Pengadilan Tipikor Jakarta – Portonews.com – Majelis Hakim Pengadilan Tindak Pidana Korupsi (Tipikor) Jakarta resmi menjatuhkan hukuman 8 tahun penjara kepada Tamron alias Aon, bos CV Venus Inti Perkasa (VIP). Tamron dinyatakan terbukti melakukan tindak pidana korupsi dan tindak pidana pencucian uang (TPPU) terkait tata niaga timah di wilayah Bangka Belitung pada 2015–2022.
Dalam sidang yang dipimpin oleh Ketua Majelis Hakim Toni Irfan, Aon dijatuhi pidana tambahan berupa denda sebesar Rp1 miliar serta kewajiban membayar uang pengganti sebesar Rp3.538.932.640.663,67. Hakim juga menegaskan bahwa apabila uang pengganti tidak dibayarkan dalam waktu satu bulan setelah keputusan berkekuatan hukum tetap, maka aset Tamron akan disita oleh jaksa untuk dilelang. Jika hasil lelang tetap tidak mencukupi, maka hukuman penjara tambahan selama 5 tahun akan diberlakukan.

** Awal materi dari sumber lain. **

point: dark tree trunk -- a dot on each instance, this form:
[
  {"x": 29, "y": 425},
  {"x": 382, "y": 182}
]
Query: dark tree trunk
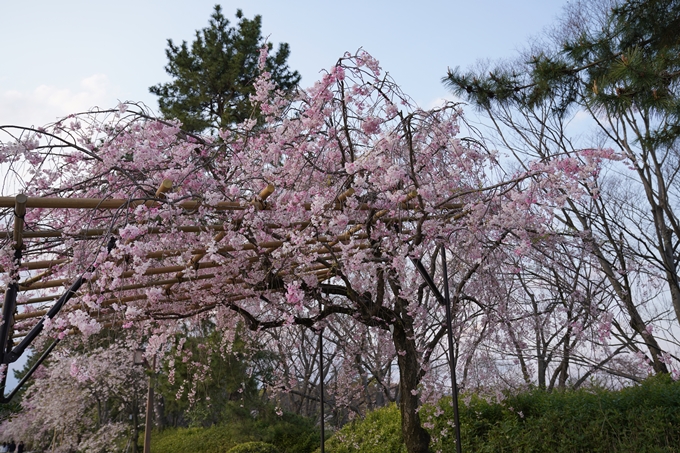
[{"x": 416, "y": 438}]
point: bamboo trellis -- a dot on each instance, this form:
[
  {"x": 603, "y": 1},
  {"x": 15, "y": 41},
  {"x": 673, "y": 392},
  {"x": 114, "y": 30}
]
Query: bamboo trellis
[{"x": 38, "y": 272}]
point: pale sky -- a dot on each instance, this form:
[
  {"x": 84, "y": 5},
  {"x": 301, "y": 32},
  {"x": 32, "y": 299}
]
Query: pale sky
[
  {"x": 61, "y": 57},
  {"x": 65, "y": 56}
]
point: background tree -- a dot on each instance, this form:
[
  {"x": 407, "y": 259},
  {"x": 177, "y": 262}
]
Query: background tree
[
  {"x": 359, "y": 182},
  {"x": 213, "y": 79}
]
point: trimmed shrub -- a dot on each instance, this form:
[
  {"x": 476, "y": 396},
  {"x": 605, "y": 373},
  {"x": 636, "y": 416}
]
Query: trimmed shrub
[
  {"x": 378, "y": 432},
  {"x": 642, "y": 418},
  {"x": 254, "y": 447}
]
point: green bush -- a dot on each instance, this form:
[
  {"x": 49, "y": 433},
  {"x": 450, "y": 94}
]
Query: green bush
[
  {"x": 254, "y": 447},
  {"x": 643, "y": 418},
  {"x": 378, "y": 432},
  {"x": 288, "y": 433}
]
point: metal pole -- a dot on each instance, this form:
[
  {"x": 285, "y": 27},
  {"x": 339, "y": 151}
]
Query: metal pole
[
  {"x": 321, "y": 376},
  {"x": 149, "y": 408},
  {"x": 452, "y": 362}
]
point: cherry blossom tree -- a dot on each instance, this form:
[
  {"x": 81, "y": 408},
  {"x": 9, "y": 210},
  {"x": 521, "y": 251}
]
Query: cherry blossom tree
[
  {"x": 312, "y": 217},
  {"x": 81, "y": 401}
]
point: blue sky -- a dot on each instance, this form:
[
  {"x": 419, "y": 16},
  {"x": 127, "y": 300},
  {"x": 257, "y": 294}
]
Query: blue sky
[
  {"x": 58, "y": 57},
  {"x": 66, "y": 56}
]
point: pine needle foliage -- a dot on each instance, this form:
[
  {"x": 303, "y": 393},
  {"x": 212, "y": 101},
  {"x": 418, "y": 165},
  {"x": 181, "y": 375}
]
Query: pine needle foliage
[{"x": 213, "y": 77}]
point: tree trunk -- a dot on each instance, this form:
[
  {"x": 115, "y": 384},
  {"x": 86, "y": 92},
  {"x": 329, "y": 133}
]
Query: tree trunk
[{"x": 416, "y": 438}]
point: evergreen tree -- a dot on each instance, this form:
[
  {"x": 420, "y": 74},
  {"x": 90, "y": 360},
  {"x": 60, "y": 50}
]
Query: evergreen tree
[
  {"x": 611, "y": 55},
  {"x": 619, "y": 61},
  {"x": 212, "y": 79}
]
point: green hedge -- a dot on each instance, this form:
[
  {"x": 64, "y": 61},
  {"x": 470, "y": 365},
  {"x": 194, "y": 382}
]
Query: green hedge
[
  {"x": 254, "y": 447},
  {"x": 643, "y": 418},
  {"x": 288, "y": 433}
]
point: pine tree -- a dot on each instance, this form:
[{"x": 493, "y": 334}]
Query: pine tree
[
  {"x": 618, "y": 58},
  {"x": 619, "y": 61},
  {"x": 212, "y": 79}
]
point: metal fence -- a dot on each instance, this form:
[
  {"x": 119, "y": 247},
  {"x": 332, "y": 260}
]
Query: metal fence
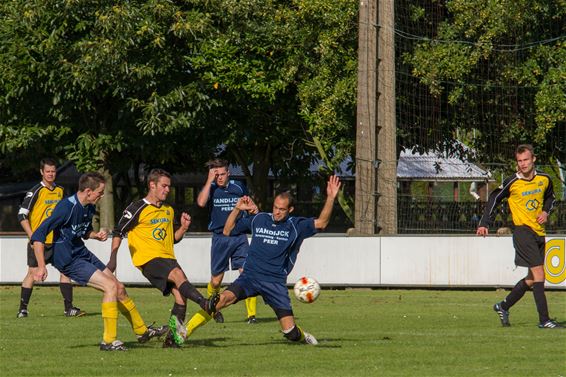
[{"x": 436, "y": 217}]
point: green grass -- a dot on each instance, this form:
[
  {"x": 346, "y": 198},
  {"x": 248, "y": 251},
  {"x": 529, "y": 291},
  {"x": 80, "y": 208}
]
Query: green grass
[{"x": 361, "y": 332}]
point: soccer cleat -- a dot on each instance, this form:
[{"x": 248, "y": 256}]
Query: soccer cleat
[
  {"x": 310, "y": 339},
  {"x": 114, "y": 346},
  {"x": 152, "y": 332},
  {"x": 218, "y": 317},
  {"x": 74, "y": 312},
  {"x": 252, "y": 320},
  {"x": 23, "y": 313},
  {"x": 178, "y": 330},
  {"x": 169, "y": 342},
  {"x": 503, "y": 314},
  {"x": 550, "y": 324}
]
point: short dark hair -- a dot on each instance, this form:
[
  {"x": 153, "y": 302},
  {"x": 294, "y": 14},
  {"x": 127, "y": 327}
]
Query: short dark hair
[
  {"x": 286, "y": 194},
  {"x": 155, "y": 174},
  {"x": 47, "y": 161},
  {"x": 91, "y": 180},
  {"x": 217, "y": 163},
  {"x": 523, "y": 148}
]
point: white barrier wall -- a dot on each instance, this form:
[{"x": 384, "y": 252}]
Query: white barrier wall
[{"x": 337, "y": 260}]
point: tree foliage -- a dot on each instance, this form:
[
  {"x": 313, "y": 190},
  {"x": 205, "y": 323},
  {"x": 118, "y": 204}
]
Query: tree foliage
[{"x": 176, "y": 82}]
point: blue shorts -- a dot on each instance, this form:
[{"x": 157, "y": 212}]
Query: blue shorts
[
  {"x": 82, "y": 267},
  {"x": 225, "y": 248},
  {"x": 274, "y": 294}
]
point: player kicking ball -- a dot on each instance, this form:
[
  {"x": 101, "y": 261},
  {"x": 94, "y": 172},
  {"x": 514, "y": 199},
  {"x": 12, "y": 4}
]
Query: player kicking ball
[
  {"x": 275, "y": 242},
  {"x": 71, "y": 222}
]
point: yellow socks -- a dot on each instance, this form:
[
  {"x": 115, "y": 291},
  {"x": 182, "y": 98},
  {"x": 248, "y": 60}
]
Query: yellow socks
[
  {"x": 129, "y": 310},
  {"x": 110, "y": 318},
  {"x": 210, "y": 290},
  {"x": 251, "y": 305}
]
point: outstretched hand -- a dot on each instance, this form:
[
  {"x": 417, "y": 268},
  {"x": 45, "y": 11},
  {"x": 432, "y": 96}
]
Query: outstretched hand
[
  {"x": 245, "y": 203},
  {"x": 333, "y": 186},
  {"x": 185, "y": 220}
]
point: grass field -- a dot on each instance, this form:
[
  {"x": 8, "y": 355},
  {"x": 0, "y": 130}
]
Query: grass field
[{"x": 362, "y": 332}]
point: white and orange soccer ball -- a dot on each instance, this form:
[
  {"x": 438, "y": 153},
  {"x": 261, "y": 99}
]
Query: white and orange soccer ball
[{"x": 306, "y": 289}]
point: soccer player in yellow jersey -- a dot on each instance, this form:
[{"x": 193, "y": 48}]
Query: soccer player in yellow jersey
[
  {"x": 531, "y": 198},
  {"x": 148, "y": 223},
  {"x": 38, "y": 205}
]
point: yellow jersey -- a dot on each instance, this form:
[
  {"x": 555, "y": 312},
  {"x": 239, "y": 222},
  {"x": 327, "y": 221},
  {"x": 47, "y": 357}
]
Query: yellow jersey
[
  {"x": 38, "y": 204},
  {"x": 149, "y": 230},
  {"x": 526, "y": 198}
]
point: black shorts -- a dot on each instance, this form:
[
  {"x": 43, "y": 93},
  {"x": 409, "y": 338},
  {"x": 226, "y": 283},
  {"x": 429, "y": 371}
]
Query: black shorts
[
  {"x": 157, "y": 271},
  {"x": 529, "y": 247},
  {"x": 47, "y": 252}
]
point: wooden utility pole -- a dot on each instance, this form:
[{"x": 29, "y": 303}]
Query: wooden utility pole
[{"x": 376, "y": 158}]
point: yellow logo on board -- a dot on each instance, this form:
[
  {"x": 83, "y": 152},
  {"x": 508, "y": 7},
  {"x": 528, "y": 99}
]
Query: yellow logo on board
[{"x": 555, "y": 260}]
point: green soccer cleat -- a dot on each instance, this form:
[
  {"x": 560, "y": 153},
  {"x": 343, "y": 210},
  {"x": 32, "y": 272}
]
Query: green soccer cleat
[
  {"x": 152, "y": 332},
  {"x": 178, "y": 330}
]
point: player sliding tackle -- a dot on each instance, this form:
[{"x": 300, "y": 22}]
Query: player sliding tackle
[{"x": 275, "y": 241}]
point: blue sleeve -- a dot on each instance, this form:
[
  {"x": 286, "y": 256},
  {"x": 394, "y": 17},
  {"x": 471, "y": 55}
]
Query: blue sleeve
[
  {"x": 243, "y": 225},
  {"x": 90, "y": 228},
  {"x": 56, "y": 219}
]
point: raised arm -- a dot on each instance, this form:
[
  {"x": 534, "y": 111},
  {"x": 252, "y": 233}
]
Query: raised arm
[
  {"x": 204, "y": 194},
  {"x": 495, "y": 199},
  {"x": 185, "y": 223},
  {"x": 115, "y": 245},
  {"x": 332, "y": 189}
]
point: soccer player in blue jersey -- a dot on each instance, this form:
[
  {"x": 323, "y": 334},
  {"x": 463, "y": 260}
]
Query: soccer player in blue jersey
[
  {"x": 38, "y": 205},
  {"x": 221, "y": 194},
  {"x": 275, "y": 243},
  {"x": 531, "y": 198},
  {"x": 71, "y": 222}
]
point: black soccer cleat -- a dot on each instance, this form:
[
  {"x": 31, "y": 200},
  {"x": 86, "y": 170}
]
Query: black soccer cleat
[
  {"x": 74, "y": 312},
  {"x": 114, "y": 346},
  {"x": 550, "y": 324},
  {"x": 169, "y": 342},
  {"x": 503, "y": 314},
  {"x": 22, "y": 313},
  {"x": 152, "y": 332}
]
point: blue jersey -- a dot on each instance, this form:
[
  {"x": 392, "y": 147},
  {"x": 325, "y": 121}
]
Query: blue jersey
[
  {"x": 70, "y": 223},
  {"x": 221, "y": 202},
  {"x": 274, "y": 245}
]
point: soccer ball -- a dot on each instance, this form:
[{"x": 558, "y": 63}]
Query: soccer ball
[{"x": 306, "y": 289}]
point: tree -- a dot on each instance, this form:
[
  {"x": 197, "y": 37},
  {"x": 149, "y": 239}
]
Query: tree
[
  {"x": 281, "y": 74},
  {"x": 96, "y": 78},
  {"x": 498, "y": 68}
]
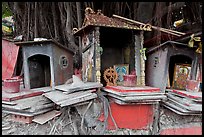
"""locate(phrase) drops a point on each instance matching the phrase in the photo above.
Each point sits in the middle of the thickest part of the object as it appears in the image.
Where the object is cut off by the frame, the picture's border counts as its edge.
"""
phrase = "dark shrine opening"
(39, 71)
(118, 48)
(177, 59)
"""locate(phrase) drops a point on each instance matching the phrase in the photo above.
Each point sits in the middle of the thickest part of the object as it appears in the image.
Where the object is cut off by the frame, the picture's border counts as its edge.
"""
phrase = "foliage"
(6, 11)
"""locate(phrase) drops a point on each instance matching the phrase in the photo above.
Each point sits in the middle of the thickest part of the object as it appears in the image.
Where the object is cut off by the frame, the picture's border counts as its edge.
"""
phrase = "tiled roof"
(98, 19)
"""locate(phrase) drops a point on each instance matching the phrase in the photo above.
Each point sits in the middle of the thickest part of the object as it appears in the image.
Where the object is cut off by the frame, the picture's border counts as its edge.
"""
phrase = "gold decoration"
(110, 75)
(74, 30)
(193, 40)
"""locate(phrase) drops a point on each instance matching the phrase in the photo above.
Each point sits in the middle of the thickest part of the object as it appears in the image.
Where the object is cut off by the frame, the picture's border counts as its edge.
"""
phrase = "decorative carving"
(110, 75)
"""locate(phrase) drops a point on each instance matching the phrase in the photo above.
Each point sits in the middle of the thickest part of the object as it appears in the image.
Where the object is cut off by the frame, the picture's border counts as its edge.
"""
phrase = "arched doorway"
(174, 60)
(39, 71)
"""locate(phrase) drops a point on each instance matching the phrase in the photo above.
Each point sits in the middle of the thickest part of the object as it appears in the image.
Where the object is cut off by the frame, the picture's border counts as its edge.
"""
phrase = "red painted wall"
(9, 58)
(131, 116)
(182, 131)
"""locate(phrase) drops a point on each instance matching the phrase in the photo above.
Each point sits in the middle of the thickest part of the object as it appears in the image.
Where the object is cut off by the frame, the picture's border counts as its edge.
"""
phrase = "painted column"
(143, 58)
(26, 69)
(137, 58)
(97, 55)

“Menjatuhkan pidana kepada terdakwa Tamron alias Aon dengan penjara selama 8 tahun,” ujar Hakim Toni dalam amar putusannya di ruang sidang, Jumat (27/12/2024).
Kerugian Negara yang Fantastis
Kasus ini mencatat kerugian negara sebesar Rp300 triliun, menjadikannya salah satu kasus megakorupsi terbesar dalam sejarah pemberantasan korupsi di Indonesia. Tindak pidana ini melibatkan manipulasi tata niaga timah di wilayah izin usaha pertambangan (IUP) PT Timah.
Tidak hanya Tamron, tiga kolega Aon di CV Venus Inti Perkasa juga dijatuhi hukuman masing-masing 5 tahun penjara. Mereka adalah Hasan Tjie (Direktur Utama), Achmad Albani (Manajer Operasional), dan Kwan Yung alias Buyung (Komisaris). Ketiganya juga dikenai denda Rp750 juta subsider 6 bulan kurungan.
Hukuman Lebih Rendah dari Tuntutan Jaksa
Dalam persidangan sebelumnya, Jaksa Penuntut Umum (JPU) menuntut hukuman 14 tahun penjara untuk Tamron serta denda Rp1 miliar. Selain itu, jaksa menuntut pembayaran uang pengganti sebesar Rp3,66 triliun. “Menjatuhkan pidana kepada terdakwa Tamron alias Aon dengan pidana penjara selama 14 tahun, dikurangi masa tahanan, dan tetap ditahan di Rutan,” kata jaksa di Pengadilan Tipikor Jakarta Pusat pada Senin (9/12/2024).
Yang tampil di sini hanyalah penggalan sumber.